Opportunities for Proteomics in The Community Oncology Setting
Fredrick Ashbury, PhD, Joyce O’Shaughnessy, MD, and Emanuel Petricoin PhD
April 29, 2022
ORION by VieCure
Volume 3, Issue 4
Cancer medicine has increasingly moved away from one-size-fits-all treatment pathways, plans and protocols, to personalizing treatment based on molecular profiling of the disease guided by cancer genomics and more recently advancements in proteomics. This newsletter describes and discusses how the application of proteomics platforms is taking us beyond even large gene assays to facilitate providers’ decision-making on treatment options for patients diagnosed with many different types of cancer.
Fred Ashbury (FA): What is the state of the science of proteomics and how might it inform us in cancer therapeutic decision making?

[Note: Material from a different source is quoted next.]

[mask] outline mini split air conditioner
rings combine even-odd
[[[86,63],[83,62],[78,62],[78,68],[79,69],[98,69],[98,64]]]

Chip Petricoin (CP): I might preface that question with a point about why we in the oncology space care about proteins, to begin with, and then describe the state-of-the-art technology-wise. During my 15 years of experience on the regulatory side (being at the FDA), I came to realize why proteins are pretty important. Most of today’s targeted therapies, used in many diseases, have a mechanism of action that is actually against the protein, not the gene itself. In section 12 of a drug’s package insert, it tells us a lot about what the pharmaceutical company and the FDA think is the real mechanism of action is of that drug. Many of the package inserts of many of the targeted FDA approved therapies describe a proteomics-based mechanism of action. These drugs worked on modulating protein activity, protein expression, bind to target proteins, and sometimes even the therapeutic itself is a protein like Trastuzumab.
Furthermore, many biomarkers that we use to measure cancer burden, CA19-9, PSA, CA-125 for example, are protein biomarkers. So, proteomics at a very fundamental level is extremely important. Most of the time proteins are the drug target itself from a functional standpoint and many times, are how we measure the amount of the disease in a patient. So, I became very interested in proteomics early for these reasons.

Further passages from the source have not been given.